El lugar es interesante, muy sereno con confiterías donde, a diferencia de ciertas tradiciones medievales en otras fronteras, se ve a mujeres solas bebiendo te y charlando sin la presencia de varones. “Somos occidentales, y somos modernos”, le dice sonriente al enviado un ex funcionario del lugar explicando la escena.
El hombre pide a lo largo de la charla que sostuvimos en esa confitería que no se lo identifique Es porque la guerra ha disparado una especial sensibilidad con todo lo árabe. Hay razones para esa aprensión. La CNN comentó esta semana el sorprendente caso del despliegue de 15 policías en la casa de una espantada muchacha árabe israelí en Jerusalén acusada de incitar al terrorismo por publicar un verso del Corán en las redes. «Si si, nos sentimos discriminados», afirma el dirigente beduino bajando la voz.
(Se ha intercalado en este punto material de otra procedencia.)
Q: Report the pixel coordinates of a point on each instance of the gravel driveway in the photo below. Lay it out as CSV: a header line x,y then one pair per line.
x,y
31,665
Patricia, que a la vez nos traduce, comenta que en Israel las comunidades beduinas del sur han tenido un vínculo muy dinámico con la administración central. Prueba de ello es que hace pocas horas estuvo por el lugar el ministro del Interior del gabinete de Benjamín Netanyahu.
La visita sirvió para que las autoridades locales le reclamen la parte del presupuesto que le toca a estas comunidades, unos 50 millones de dólares, que no ha sido desembolsada por una polémica decisión del ministro de Economía, Bezalel Yoel Smotrich, un dirigente de extrema derecha del partido Sionista Religioso.
El ex funcionario de Rahat, en la charla con Clarín, critica el estilo y posiciones del primer ministro a quien reprocha “una actitud constante y aguda contra los árabes” de Israel. Ese problema, recuerda, era fuerte antes de la guerra, pero el conflicto lo ha agudizado a niveles en extremos severos con consecuencias directas.
“Esto nos golpeo económica, emocional y físicamente. Murieron personas, hubo heridos. Aquí venían trabajadores de Gaza y ahora no se les permite”, de modo que escasea la mano de obra para la construcción o los comercios. También los vecinos judíos que llegaban al mercado local a hacer compras han dejado de hacerlo. “Todo esto que provocó Hamas, acaba por agigantar la pobreza de nuestra gente”, lamenta.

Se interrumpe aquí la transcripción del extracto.